Here’s a quick look at what you can expect for your 2020 back-to-school shopping experience.
Spending is going up, not down
One might think parents will be spending a lot less on their back-to-school shopping this year. Students who are learning at home may not need a new closet full of fashionable clothes. In some districts, children returning to the classroom will have their learning materials provided for them, with students being asked to keep backpacks, lunch boxes, and other personal items at home. But spending is actually expected to increase this year, not decrease.
The National Retail Federation (NRF) with Prosper Insights & Analytics survey reports that families will be spending an average of $789.49 on their back-to-school shopping, almost $100 more than last year. So what’s all this money being spent on? According to NRF, “The survey found 36% expect to buy laptops, 22% computer speakers/headphones, 21% other accessories such as a mouse or flash drive, and 17% printers. A similar 17% plan to buy non-computer items including calculators, furniture like a desk or chair, and workbooks.”
While many school districts are increasing their purchases of cleaning products and buying new-to-school items, such as personal protective equipment, parents also plan to purchase safety-related items before the start of school.
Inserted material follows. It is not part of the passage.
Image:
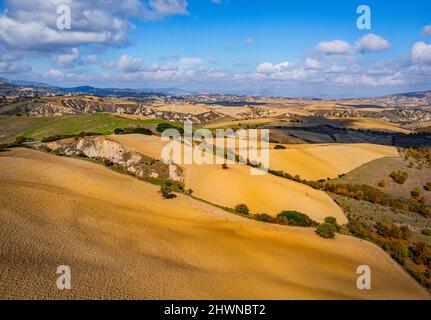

Deloitte reports that “Parents also plan to allocate budget for personal health products, spending an average of $46 per student on supplies like sanitizer and wipes.” Other items on the back-to-school shopping list are health-specific purchases in case students were to get sick, such as pain relievers, cough drops, thermometers, and more.
Stores will be busy
Expect long lines if you plan on doing in-store back to school shopping this school season. According to a recent Shopkick survey, 66% of respondents planned to shop in-store for their school supplies, regardless of the need for social distancing. Of those, “Nearly all in-store shoppers (95%) will shop at big box retailers like Target and Walmart, followed by office supply stores (37%), club stores (25%), drug stores (24%), and grocery stores (20%).”
Though, shoppers are also utilizing contactless or limited-contact shopping options, like BOPIS (buy online pickup in store). Deloitte reports that “26% of shoppers plan to use BOPIS more frequently” for their immediate back-to-school shopping and also for future needs.
Goods are unavailable
2020 isn’t the year to be brand specific or too picky about what you’re purchasing. Consumers will find that many of the items on their shopping lists are actually out of stock, especially the big ticket items needed to make learning from home possible. Desks are sold out at many retailers, from big box stores like IKEA to online giants such as Amazon, likely due to the increased demand in the spring when people transitioned to working at home, and now because parents are creating workstations for their children as well. Computers seem to be more accessible, but consumers will be vying their peers for what’s available, and the cost savings won’t be so easily realized.